Regel op regel
Het ambtenarenkorps van de EU overtreft de joodse rabbijnen in de tijd van het Nieuwe Testament. Niet op het punt van rechtzinnigheid, wel als het de wet- en regelgeving betreft. De wetgeleerden aan het begin van onze jaartelling onderwezen het volk in 637 geboden en regels. Brussel heeft inmiddels 80.000 pagina’s aan wetten, richtlijnen en regels.
De Europese Commissie vindt het nu nodig dat woud aan regels een kapbeurt te geven. Of liever: ze wil verdere uitbreiding van het pakket tegengaan door 68 wetsvoorstellen in te trekken. Volgens eurocommissaris Verheugen van Industrie is dit een eerste stap in het terugdringen van gedetailleerde regelgeving.Dat laatste is geen overbodige luxe. Brussel heeft zich in de achterliggende jaren druk gemaakt over van alles en nog wat. Zo zijn er regels voor de afmetingen van jampotten en de kromtegraad van komkommers. Er stonden wetten op stapel voor het gewicht van zakjes koffie en de marketing van honing. Dergelijke gedetailleerde voorschriften doen bijna lachwekkend aan.
De Europese Commissie heeft het snoeiplan opgezet om de concurrentiekracht van Europa te vergroten.
Dat is inderdaad een punt. De vele voorschriften zijn een blok aan het been van ondernemingen die hun producten aan de man willen brengen. Het naleven van de regels kost veel tijd en geld en zet de Europese economie internationaal op achterstand. Andere concurrerende landen hebben minder last van knellende wetgeving.

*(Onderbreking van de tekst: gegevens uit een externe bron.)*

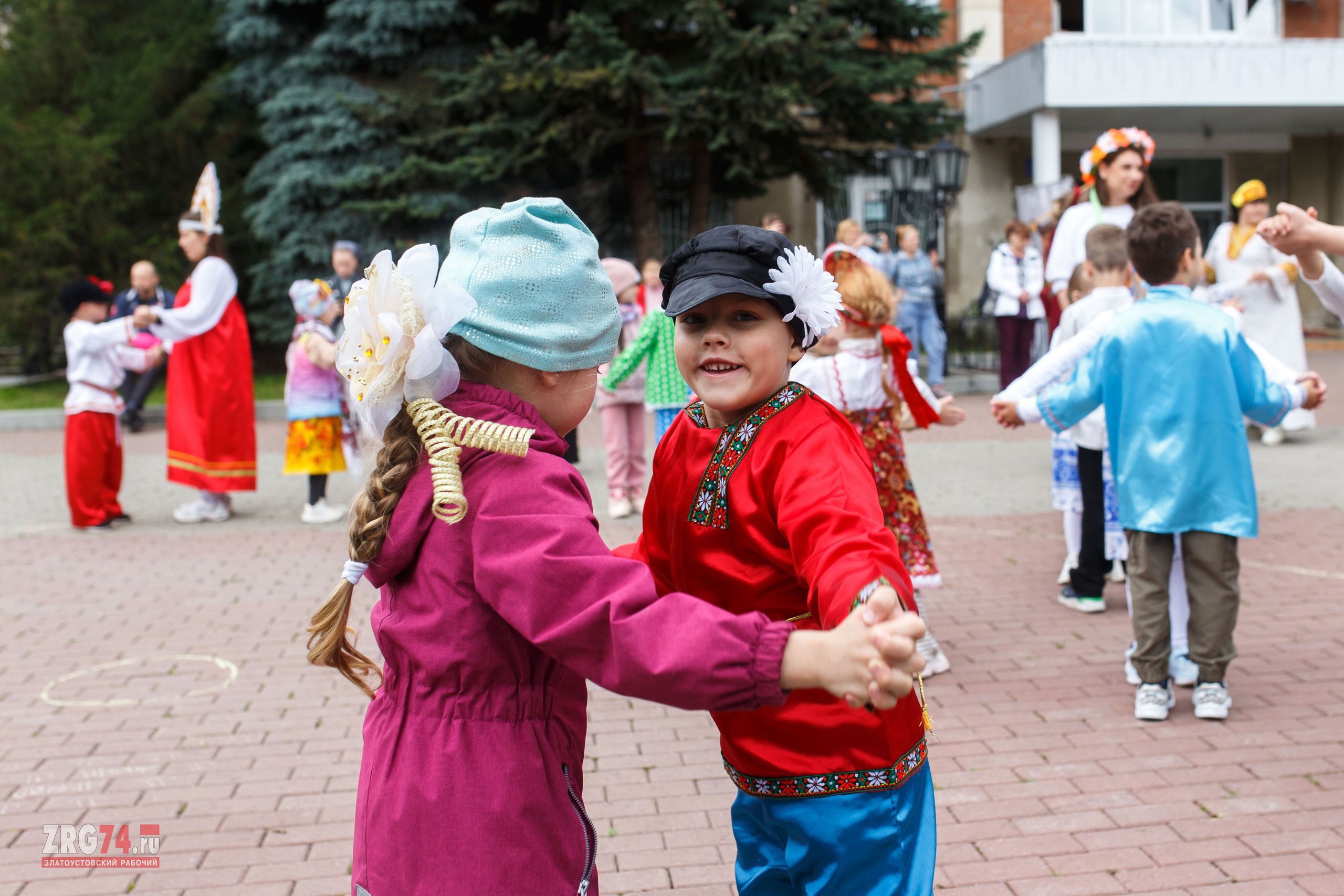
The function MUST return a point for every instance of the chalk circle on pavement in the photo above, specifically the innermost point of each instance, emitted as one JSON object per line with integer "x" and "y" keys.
{"x": 144, "y": 679}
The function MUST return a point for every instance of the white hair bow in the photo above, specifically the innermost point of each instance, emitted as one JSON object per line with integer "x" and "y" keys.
{"x": 395, "y": 323}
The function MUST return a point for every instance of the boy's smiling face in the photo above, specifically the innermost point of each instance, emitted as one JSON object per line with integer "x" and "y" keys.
{"x": 734, "y": 352}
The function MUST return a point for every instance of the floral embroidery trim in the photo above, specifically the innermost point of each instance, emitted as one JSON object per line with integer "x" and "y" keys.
{"x": 866, "y": 592}
{"x": 835, "y": 782}
{"x": 711, "y": 498}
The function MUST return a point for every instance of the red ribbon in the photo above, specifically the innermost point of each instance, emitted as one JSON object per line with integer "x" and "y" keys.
{"x": 899, "y": 349}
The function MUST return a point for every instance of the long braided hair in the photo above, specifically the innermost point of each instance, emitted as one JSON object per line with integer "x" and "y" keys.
{"x": 371, "y": 515}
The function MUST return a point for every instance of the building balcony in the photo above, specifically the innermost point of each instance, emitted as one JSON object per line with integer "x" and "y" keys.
{"x": 1201, "y": 83}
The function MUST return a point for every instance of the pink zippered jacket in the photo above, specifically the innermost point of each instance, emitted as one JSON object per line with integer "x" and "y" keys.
{"x": 472, "y": 774}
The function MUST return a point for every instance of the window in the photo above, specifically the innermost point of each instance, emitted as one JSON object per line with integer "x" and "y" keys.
{"x": 1254, "y": 18}
{"x": 1196, "y": 184}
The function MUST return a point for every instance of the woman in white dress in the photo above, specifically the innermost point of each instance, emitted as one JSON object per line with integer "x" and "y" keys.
{"x": 1241, "y": 263}
{"x": 1116, "y": 184}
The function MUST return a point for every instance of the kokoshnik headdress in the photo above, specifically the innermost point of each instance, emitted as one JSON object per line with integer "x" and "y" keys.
{"x": 205, "y": 201}
{"x": 393, "y": 354}
{"x": 1115, "y": 140}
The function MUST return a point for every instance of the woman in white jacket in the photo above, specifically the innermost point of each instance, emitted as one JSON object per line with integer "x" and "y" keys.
{"x": 1016, "y": 276}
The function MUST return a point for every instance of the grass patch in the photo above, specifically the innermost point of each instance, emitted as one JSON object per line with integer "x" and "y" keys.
{"x": 53, "y": 393}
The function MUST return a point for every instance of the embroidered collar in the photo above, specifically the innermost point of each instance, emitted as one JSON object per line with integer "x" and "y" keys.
{"x": 711, "y": 498}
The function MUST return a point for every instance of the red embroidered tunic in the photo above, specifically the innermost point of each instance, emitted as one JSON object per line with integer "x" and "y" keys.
{"x": 780, "y": 513}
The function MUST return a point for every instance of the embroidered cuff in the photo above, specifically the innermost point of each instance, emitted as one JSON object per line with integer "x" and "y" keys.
{"x": 766, "y": 662}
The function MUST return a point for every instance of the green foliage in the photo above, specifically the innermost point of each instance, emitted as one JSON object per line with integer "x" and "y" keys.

Een ander aspect is dat de Commissie streeft naar herstel van vertrouwen bij de bevolking. Na het Franse en het Nederlandse ”nee” tegen de grondwet lijkt Brussel meer dan voorheen te beseffen dat Europa erg ver af staat van de beleving en interesse van de burgers.

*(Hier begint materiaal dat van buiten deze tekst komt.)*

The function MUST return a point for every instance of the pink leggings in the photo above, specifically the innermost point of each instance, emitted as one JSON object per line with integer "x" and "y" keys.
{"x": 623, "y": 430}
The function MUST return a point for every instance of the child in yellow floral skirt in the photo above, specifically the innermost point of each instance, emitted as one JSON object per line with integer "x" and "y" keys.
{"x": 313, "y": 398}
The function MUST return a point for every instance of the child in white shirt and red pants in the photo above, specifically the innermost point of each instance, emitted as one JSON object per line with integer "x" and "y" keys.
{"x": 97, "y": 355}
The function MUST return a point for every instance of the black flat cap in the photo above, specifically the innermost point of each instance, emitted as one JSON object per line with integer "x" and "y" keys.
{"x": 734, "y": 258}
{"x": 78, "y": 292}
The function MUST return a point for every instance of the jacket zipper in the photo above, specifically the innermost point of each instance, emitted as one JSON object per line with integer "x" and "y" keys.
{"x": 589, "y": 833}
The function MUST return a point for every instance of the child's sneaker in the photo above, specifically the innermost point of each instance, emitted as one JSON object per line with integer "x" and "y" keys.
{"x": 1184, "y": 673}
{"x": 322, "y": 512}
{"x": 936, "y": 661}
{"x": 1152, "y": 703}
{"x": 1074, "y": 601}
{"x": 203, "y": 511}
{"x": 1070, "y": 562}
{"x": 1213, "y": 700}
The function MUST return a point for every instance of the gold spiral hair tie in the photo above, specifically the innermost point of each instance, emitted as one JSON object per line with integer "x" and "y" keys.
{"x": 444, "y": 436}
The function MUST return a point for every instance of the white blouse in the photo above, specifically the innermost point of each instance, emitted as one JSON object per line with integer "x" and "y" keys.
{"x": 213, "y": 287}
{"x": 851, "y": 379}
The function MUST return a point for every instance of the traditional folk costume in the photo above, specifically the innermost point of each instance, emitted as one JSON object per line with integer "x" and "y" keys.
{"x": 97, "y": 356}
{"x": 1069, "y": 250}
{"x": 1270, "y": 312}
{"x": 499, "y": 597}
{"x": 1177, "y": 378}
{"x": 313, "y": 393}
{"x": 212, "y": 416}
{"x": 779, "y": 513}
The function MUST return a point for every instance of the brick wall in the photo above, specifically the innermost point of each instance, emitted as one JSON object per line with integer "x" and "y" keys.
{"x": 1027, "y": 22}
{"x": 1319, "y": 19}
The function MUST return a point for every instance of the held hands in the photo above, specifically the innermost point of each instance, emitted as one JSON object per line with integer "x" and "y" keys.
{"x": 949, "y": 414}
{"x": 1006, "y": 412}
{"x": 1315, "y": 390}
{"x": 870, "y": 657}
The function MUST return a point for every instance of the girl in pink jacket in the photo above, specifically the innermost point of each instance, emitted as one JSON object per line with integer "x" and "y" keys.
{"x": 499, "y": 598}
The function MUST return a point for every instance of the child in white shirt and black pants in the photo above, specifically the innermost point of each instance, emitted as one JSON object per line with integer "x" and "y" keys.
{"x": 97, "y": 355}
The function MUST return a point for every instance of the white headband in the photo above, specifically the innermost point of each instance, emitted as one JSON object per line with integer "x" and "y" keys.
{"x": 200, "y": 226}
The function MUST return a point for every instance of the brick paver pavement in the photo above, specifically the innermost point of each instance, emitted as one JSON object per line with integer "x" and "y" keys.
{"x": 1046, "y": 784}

Dat gebrek aan geloof en vertrouwen in het belang van Europese integratie heeft enerzijds te maken met de heersende kloof tussen burger en politiek. Anderzijds is het ook een gevolg van het feit dat de Europeaan de Europese Unie vooral ziet als een „lastige bemoeial” die veel geld opslokt en nauwelijks iets oplevert.
De voorzitter van de Europese Commissie, José Manuel Barroso, zei deze week in een interview dat de burger niet langer het gevoel mag hebben dat Europa een „project van elites” is. Volgens hem is het inderdaad zo dat de politieke elites de vereniging van Europa tot stand hebben gebracht. Zonder dat de burgers daarbij zijn betrokken. Het gaat er volgens Barroso nu om de burger te doordringen van het belang en het succes van Europa. Anders komt volgens hem de legitimiteit van de integratie in gevaar.
Een onderzoek in opdracht van de Nederlandse regering heeft uitgewezen dat de bevolking niet zit te wachten op een brede maatschappelijke discussie over het belang van Europa. Dat ervaart ze als een sluiproute om alsnog de Europese grondwet erdoor te krijgen. Politici doen er goed aan dat signaal serieus te nemen. Veel burgers willen juist ”minder Europa” dan ”meer”.
Wil de Europese Commissie vertrouwen winnen dan zal ze beter zichtbaar moeten maken wat het belang is van samenwerking. En dat kan alleen wanneer die zich beperkt tot terreinen waarin de EU goed is en de samenwerking een meerwaarde heeft boven regelingen op nationaal niveau. Te denken valt aan handel, strijd tegen terreur en criminaliteit.
Consequentie van een beperkter, afgeslankte vorm van samenwerking is inderdaad drastisch snijden in de vele richtlijnen. Want met het uitvaardigen van regel op regel en gebod op gebod raakt men het hart van de burger niet. Dat roept weerzin op. Dat hebben de rabbijnen bijna 2000 jaar geleden ook ervaren. Hun wetten leidden tot verstarring in plaats van groeiende vitaliteit van het joodse geloof.